要对辽诗有较为深切的认识,就不能不了解辽诗赖以生长的文化土壤。而一个时代的文化形态总是处在不断变化的动态演进过程之中的。尤其是辽代文化,是一个很复杂的结构。契丹族作为主要民族,使契丹文化成为主要成分。但由于社会发展的需要,契丹统治者不断地吸收汉文化,以适应契丹社会由奴隶制向封建制的变迁。因此,辽代文化中文化变迁的痕迹也是较为明显的。而总的来说,辽代文化是契丹文化与汉文化的融合体。

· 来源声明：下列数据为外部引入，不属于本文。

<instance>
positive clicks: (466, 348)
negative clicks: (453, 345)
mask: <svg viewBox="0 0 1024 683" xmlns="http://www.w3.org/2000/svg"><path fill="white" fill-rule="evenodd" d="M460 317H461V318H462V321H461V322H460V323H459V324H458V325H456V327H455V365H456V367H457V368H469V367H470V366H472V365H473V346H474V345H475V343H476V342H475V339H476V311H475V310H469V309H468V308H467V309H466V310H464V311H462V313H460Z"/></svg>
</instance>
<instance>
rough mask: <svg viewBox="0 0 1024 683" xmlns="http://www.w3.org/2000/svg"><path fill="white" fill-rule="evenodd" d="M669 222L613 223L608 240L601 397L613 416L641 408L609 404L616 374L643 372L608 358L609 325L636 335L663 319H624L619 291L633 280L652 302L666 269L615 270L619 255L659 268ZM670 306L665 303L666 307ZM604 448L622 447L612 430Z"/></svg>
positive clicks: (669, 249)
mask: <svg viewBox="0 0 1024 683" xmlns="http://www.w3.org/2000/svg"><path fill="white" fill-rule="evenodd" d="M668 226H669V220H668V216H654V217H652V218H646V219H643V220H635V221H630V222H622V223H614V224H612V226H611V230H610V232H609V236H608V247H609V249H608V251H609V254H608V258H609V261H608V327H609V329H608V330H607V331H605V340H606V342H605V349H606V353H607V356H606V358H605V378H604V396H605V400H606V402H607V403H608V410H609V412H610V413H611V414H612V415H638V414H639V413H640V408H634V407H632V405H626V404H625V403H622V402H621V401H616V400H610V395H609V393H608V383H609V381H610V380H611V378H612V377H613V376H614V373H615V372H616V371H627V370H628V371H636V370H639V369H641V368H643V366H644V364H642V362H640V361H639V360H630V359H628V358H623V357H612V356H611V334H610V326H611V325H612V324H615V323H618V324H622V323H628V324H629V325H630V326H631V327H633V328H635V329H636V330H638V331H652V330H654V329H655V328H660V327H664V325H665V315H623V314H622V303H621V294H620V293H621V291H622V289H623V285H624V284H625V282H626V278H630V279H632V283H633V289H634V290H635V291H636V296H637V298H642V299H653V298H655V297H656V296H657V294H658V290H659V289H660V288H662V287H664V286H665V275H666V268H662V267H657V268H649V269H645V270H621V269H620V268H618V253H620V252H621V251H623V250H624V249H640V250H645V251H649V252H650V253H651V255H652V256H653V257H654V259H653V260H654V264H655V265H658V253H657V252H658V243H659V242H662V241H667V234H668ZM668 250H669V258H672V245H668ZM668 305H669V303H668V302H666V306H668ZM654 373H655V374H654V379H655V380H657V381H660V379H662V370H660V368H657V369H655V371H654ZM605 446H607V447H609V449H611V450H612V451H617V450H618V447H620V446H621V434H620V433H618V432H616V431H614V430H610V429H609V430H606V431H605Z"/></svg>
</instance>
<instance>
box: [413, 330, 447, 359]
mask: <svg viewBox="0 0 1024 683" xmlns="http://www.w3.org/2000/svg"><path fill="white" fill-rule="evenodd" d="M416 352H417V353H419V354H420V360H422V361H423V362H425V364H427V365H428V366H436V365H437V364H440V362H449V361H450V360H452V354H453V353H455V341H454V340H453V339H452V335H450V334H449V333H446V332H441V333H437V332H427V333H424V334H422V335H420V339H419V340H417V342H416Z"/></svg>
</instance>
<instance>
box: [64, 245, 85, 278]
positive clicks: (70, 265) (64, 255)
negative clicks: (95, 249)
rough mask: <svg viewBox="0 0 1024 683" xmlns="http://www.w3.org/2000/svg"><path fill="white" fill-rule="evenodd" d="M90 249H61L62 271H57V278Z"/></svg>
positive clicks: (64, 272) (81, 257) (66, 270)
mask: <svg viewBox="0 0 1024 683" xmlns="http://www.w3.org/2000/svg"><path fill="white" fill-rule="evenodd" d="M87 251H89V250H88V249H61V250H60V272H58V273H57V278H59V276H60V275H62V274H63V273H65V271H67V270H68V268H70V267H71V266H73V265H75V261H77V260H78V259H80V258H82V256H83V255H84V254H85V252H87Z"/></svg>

契丹是我国北方主要的少数民族之一,是在与鲜卑、奚等民族的长期交融离合过程中逐渐形成的一个游牧民族。关于契丹族的由来,主要的看法认为契丹原是鲜卑的一部。《辽史·世表》说:“庖牺氏降,炎帝氏、黄帝氏子孙众多,……盖炎帝之裔曰葛乌菟者,世雄朔陲,后为冒顿可汗所袭,保鲜卑山以居,号鲜卑氏。既而慕容燕破之,析其部曰宇文,曰库莫奚,曰契丹。”[7]《新唐书·契丹传》也说:“契丹,本东胡种。其先为匈奴所破,保鲜卑山。魏青龙中,部酋比能稍桀骜,为幽州刺史王雄所杀。众遂微,逃潢水之南,黄龙之北。至元魏,自号为契丹。地直京师东北五千里而赢,东距高丽,西奚,南营州,北靺鞨、室韦,阻冷陉山而自固。”[8]这是最有代表性的观点。按此种说法看来,契丹乃是鲜卑的一部。到元魏时,已形成独立的一族。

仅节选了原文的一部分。